Zagreb rested his forearms on the table. “Didn't you tell us you came here from Brooklyn?"
"I left when I was eighteen. I was a file clerk in Bureau headquarters in Washington for seven years, the last three of which I threw away on that snake in the grass. He's the reason I bought a bus ticket, just like Fred leaving Germany to duck Hitler.” She lit the cigarette and shook out the match viciously. “I dropped fifteen pounds, changed jobs twice, went through four stylists, got a complete new wardrobe. It's just like that creep Holinshead not even to change the way he cuts his hair."
* * * *
Time seemed to have stood still at the California since yesterday, and for that matter since Repeal; even the flies in the bowl fixtures lay frozen in the same death throes. The same bored clerk was reading the same pulp magazine behind the desk and the
same tired Negro worked the lever to lift Zagreb, Burke, and McReary to the eleventh floor, where they breathed the air they'd breathed a day earlier, including the exhaust from yesterday's cigar clamped between Canal's teeth.
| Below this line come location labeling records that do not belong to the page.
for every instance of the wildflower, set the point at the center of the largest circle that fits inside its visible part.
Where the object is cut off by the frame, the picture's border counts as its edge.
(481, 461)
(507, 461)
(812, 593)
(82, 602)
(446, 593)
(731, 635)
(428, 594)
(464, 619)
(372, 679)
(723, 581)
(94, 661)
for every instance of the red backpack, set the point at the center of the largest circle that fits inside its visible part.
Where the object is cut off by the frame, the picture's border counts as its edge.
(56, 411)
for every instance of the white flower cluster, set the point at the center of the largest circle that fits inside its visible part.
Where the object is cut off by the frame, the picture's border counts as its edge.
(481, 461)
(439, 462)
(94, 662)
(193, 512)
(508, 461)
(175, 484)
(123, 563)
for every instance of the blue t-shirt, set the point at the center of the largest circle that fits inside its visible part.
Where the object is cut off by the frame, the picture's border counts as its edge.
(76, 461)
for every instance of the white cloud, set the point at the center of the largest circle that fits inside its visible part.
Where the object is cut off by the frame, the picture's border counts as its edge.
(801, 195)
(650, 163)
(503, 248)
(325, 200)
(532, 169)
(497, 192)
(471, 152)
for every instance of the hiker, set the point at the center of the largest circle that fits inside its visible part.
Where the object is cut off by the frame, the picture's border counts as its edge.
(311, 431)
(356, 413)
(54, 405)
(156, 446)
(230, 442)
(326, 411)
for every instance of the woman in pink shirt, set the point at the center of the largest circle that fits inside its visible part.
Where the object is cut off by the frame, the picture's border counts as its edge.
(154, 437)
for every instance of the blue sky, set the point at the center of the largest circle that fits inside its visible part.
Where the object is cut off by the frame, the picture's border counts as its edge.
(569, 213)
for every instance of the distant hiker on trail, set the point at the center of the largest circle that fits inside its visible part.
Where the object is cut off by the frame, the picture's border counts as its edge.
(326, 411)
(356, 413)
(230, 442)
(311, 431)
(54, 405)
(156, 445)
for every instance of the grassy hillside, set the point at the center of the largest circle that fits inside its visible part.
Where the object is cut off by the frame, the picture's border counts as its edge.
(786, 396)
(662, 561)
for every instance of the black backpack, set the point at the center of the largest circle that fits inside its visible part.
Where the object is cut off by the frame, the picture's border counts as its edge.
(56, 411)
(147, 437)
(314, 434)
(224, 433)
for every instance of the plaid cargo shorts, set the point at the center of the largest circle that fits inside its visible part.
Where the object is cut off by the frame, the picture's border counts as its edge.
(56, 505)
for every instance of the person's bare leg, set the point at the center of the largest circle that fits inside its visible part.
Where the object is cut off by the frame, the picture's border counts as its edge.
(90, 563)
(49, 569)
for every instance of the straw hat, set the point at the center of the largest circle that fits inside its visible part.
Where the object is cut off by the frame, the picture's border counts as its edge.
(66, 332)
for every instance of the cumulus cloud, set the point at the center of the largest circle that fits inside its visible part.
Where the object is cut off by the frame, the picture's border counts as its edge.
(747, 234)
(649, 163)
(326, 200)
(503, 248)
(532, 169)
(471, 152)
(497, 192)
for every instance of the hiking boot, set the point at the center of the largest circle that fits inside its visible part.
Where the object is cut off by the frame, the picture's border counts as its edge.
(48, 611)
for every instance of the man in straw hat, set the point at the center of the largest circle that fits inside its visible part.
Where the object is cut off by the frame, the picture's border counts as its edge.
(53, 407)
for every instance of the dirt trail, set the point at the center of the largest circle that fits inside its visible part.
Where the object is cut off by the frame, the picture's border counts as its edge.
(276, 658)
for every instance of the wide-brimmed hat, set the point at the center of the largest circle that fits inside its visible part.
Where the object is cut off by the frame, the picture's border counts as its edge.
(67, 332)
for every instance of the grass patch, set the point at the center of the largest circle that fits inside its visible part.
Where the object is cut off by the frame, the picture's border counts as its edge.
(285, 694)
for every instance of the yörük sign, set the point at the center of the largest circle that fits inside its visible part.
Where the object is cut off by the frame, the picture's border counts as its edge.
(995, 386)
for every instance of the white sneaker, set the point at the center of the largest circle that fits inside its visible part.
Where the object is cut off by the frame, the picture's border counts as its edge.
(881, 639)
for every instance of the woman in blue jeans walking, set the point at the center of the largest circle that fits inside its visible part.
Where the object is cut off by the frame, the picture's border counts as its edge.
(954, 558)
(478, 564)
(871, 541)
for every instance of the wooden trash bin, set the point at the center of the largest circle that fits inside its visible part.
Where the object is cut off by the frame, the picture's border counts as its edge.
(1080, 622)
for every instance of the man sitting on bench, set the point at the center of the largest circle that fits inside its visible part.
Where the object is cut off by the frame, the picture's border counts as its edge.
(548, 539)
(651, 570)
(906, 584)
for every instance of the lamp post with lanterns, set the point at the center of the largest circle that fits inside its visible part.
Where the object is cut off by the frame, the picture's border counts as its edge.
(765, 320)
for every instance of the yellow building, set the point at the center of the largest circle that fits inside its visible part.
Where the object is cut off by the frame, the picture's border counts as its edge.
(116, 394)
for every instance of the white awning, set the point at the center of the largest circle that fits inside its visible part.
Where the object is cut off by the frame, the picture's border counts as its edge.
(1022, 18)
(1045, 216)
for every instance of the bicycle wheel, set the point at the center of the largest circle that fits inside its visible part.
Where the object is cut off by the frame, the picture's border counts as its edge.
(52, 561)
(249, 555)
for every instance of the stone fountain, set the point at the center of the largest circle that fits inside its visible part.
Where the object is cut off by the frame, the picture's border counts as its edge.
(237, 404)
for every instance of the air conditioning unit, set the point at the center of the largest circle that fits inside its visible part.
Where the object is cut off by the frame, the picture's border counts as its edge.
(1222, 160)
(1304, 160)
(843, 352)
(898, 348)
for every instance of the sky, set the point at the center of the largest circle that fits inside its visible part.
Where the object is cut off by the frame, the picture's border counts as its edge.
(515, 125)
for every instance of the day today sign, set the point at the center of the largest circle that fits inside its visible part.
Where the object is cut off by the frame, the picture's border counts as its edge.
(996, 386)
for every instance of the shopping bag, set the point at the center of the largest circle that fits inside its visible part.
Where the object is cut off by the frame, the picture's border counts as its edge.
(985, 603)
Canal opened the door, minus the cigar and his jacket. The air in the room was as fetid as ever, and he wore two dark circles under his armpits. A thread of dried blood bifurcated his lower lip.
"Run into something?” Zagreb asked.
"Washington red tape.” The big man grinned, wincing slightly when a fresh trickle broke through the scab.
Inside, Holinshead was at his station near the open window, looking as crisp as usual. The color scheme was the same, but he must have gone home to rest and change because the two cowboys had the unpressed look of men who'd taken turns sleeping in the hard wooden chair. Both men needed a shave, and Junkers, the scarecrow, had a purple welt under one eye the size of Canal's ham fist. Dial, his stocky partner, leaned back against a grimy papered wall with his arms folded and a swelling on one side of his jaw.
The Special Agent in Charge noted Zagreb's reaction. “It took my service piece to back that mad bull of yours off my agents,” he said. “I'm considering filing federal charges."
Canal grunted. “I told ‘em they ought to take better care of their pets. Some people just don't like advice."
Fred Taylor, alias Alfred Schneider, was sitting up now on the edge of the bed, dressed in wrinkled Packard Motor Car Co. coveralls and oil-stained black work boots. His hands dangled between his spread knees and his chin rested on his chest. The lieutenant approached and lifted Taylor's chin gently. His face was swollen and his breath whistled in and out through a broken septum.
Zagreb lowered the prisoner's head. A greasy paper sack leaned at a drunken angle on the nightstand. “He eat anything?"
"Couple of bites of burger,” said Canal. “That's all he could chew. I gave him some water, he took more of that. I wouldn't go away and trust these boys to water my plants."
"Let's all file charges, starting with false arrest and unlawful detention.” Zagreb faced Holinshead. “This isn't the Fred Taylor your snitch gave you, but you knew that."